Apologies for all this noise. I updated the script again at rL316443 to avoid the 'ret' diffs.
I also added extra run lines for SSE1 and AVX1 at rL316446, so you'll need to rebase.

courbet updated this revision to Diff 120787.Oct 30 2017, 3:04 AM
courbet marked 2 inline comments as done.

Address review comments.

courbet updated this revision to Diff 120788.Oct 30 2017, 3:08 AM

Update MergeICMps after switch for IsThreeWay -> IsEquality.

courbet added inline comments.Oct 30 2017, 3:12 AM
lib/Target/X86/X86TargetTransformInfo.cpp
2556–2557

Right. I was basing this on getRegisterBitWidth), but now I see that the DAG can do something else for the sake of performance. So I switched to 16B for >=SSE2 and 32B for >= AVX2.
Thanks for the tests.

spatel accepted this revision.Oct 30 2017, 6:44 AM

LGTM - thanks!
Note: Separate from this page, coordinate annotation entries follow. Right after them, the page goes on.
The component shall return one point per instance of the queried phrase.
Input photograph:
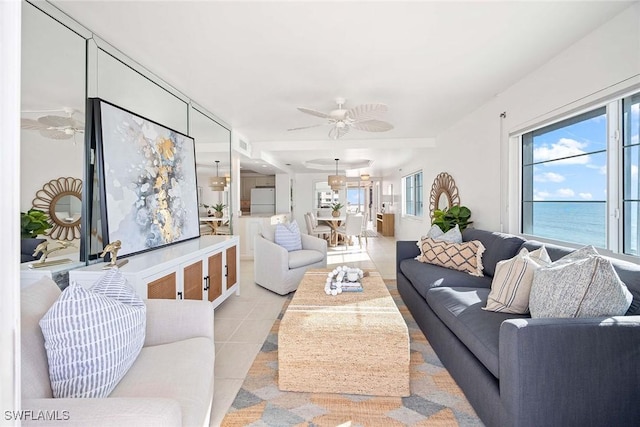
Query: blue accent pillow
(288, 236)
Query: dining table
(334, 222)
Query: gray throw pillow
(581, 284)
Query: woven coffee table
(355, 342)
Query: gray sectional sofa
(518, 371)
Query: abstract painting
(148, 177)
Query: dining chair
(318, 230)
(352, 227)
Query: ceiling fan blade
(56, 134)
(31, 124)
(307, 127)
(373, 126)
(338, 132)
(56, 121)
(366, 112)
(314, 112)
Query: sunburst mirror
(444, 193)
(61, 201)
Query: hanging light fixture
(336, 182)
(217, 183)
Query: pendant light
(336, 182)
(217, 183)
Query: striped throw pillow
(511, 284)
(288, 236)
(92, 337)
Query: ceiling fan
(365, 117)
(53, 126)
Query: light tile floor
(243, 322)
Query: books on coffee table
(352, 287)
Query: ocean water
(581, 222)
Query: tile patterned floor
(243, 322)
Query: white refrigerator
(263, 201)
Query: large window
(565, 181)
(572, 189)
(413, 194)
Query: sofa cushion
(426, 276)
(498, 246)
(628, 272)
(35, 300)
(93, 338)
(169, 371)
(288, 236)
(453, 235)
(581, 284)
(461, 310)
(268, 231)
(465, 256)
(512, 282)
(304, 257)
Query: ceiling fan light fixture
(337, 181)
(217, 183)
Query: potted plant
(218, 210)
(33, 223)
(447, 218)
(335, 207)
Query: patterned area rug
(435, 398)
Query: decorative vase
(27, 246)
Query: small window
(413, 201)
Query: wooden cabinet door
(162, 288)
(214, 272)
(231, 266)
(193, 281)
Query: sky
(571, 167)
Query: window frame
(417, 200)
(614, 221)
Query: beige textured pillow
(466, 256)
(512, 281)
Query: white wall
(283, 193)
(475, 151)
(9, 209)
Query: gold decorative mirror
(444, 193)
(61, 200)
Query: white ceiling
(253, 63)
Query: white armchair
(280, 271)
(169, 384)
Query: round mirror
(443, 201)
(61, 200)
(444, 193)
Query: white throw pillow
(452, 236)
(288, 236)
(511, 284)
(92, 337)
(581, 284)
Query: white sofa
(280, 271)
(170, 383)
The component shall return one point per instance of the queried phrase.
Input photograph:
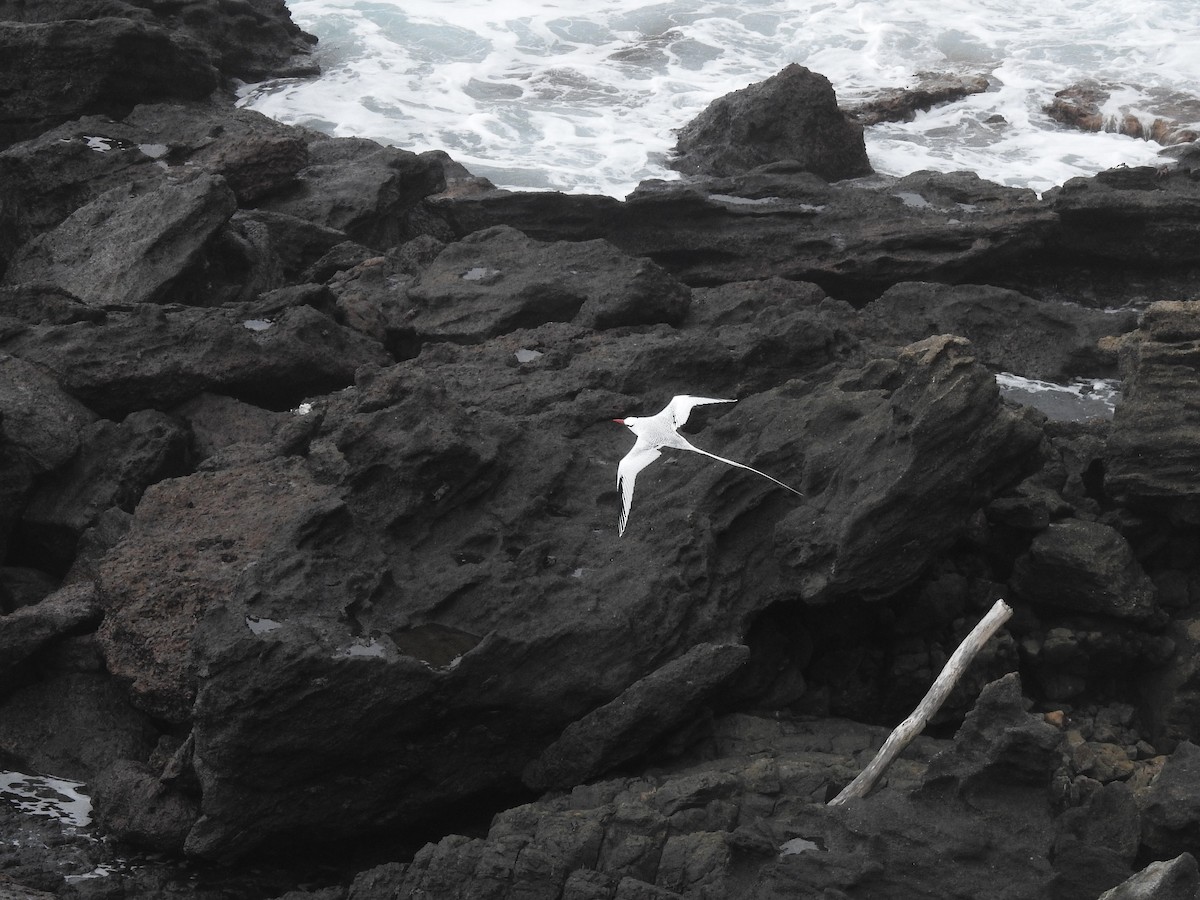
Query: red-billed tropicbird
(658, 431)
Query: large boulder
(250, 41)
(89, 66)
(1086, 567)
(126, 247)
(852, 238)
(269, 353)
(1009, 331)
(453, 519)
(792, 115)
(1139, 216)
(499, 281)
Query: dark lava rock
(157, 357)
(139, 809)
(853, 238)
(360, 189)
(27, 629)
(616, 732)
(999, 742)
(1165, 880)
(792, 115)
(1086, 567)
(1170, 809)
(1009, 331)
(127, 249)
(1141, 215)
(498, 281)
(1153, 453)
(88, 66)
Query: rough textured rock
(1139, 216)
(1165, 880)
(25, 630)
(93, 66)
(498, 281)
(1170, 809)
(361, 189)
(156, 357)
(124, 249)
(73, 723)
(931, 390)
(41, 424)
(139, 809)
(616, 732)
(1086, 567)
(792, 115)
(190, 527)
(114, 465)
(855, 239)
(900, 105)
(349, 516)
(1009, 331)
(1153, 451)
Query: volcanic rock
(901, 105)
(615, 732)
(157, 357)
(1009, 331)
(139, 809)
(89, 66)
(855, 239)
(40, 423)
(1153, 453)
(792, 115)
(126, 249)
(498, 281)
(1086, 567)
(27, 629)
(1165, 880)
(1170, 808)
(1140, 216)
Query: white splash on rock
(370, 648)
(797, 845)
(1078, 401)
(259, 625)
(45, 796)
(480, 273)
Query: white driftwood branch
(939, 691)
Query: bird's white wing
(681, 407)
(636, 460)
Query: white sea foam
(46, 796)
(545, 95)
(1078, 401)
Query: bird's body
(658, 431)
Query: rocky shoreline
(309, 528)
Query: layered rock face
(309, 515)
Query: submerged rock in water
(792, 115)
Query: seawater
(586, 97)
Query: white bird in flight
(663, 430)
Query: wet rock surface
(309, 520)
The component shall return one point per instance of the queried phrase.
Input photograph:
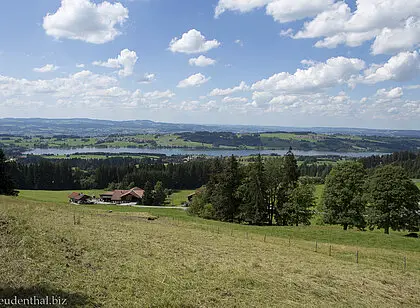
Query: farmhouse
(80, 198)
(123, 196)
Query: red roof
(117, 195)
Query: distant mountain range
(90, 127)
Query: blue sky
(267, 62)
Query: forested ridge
(36, 172)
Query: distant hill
(90, 127)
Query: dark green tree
(393, 200)
(289, 180)
(301, 200)
(148, 195)
(291, 170)
(223, 191)
(7, 186)
(159, 194)
(254, 207)
(274, 177)
(343, 201)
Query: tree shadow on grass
(40, 293)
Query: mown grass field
(121, 259)
(178, 197)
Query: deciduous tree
(393, 200)
(343, 200)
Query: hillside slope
(95, 258)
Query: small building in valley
(79, 198)
(123, 196)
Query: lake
(184, 151)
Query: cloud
(390, 94)
(239, 42)
(192, 42)
(229, 99)
(148, 78)
(242, 6)
(86, 21)
(282, 11)
(83, 90)
(155, 95)
(201, 61)
(126, 60)
(391, 41)
(289, 10)
(316, 78)
(46, 68)
(224, 92)
(401, 67)
(393, 24)
(193, 81)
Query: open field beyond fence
(95, 257)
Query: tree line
(262, 192)
(272, 192)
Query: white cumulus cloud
(192, 42)
(201, 61)
(148, 78)
(390, 94)
(86, 21)
(224, 92)
(289, 10)
(317, 77)
(46, 68)
(193, 81)
(401, 67)
(126, 60)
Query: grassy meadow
(94, 257)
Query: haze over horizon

See inline comment for a nit.

lib/Target/X86/X86TargetTransformInfo.cpp
2541–2542

This isn't strictly a question of bswap availability - see the suggested code in:
https://bugs.llvm.org/show_bug.cgi?id=33329

This revision is now accepted and ready to land.Oct 30 2017, 6:44 AM
courbet updated this revision to Diff 120814.Oct 30 2017, 6:57 AM
courbet marked an inline comment as done.
  • Add a link to the bug in the comment.

Thanks for the review.

spatel closed this revision.Nov 2 2017, 7:44 AM

Marking as closed with rL316905 (I assume it was just an oversight that the commit didn't include a link to this review).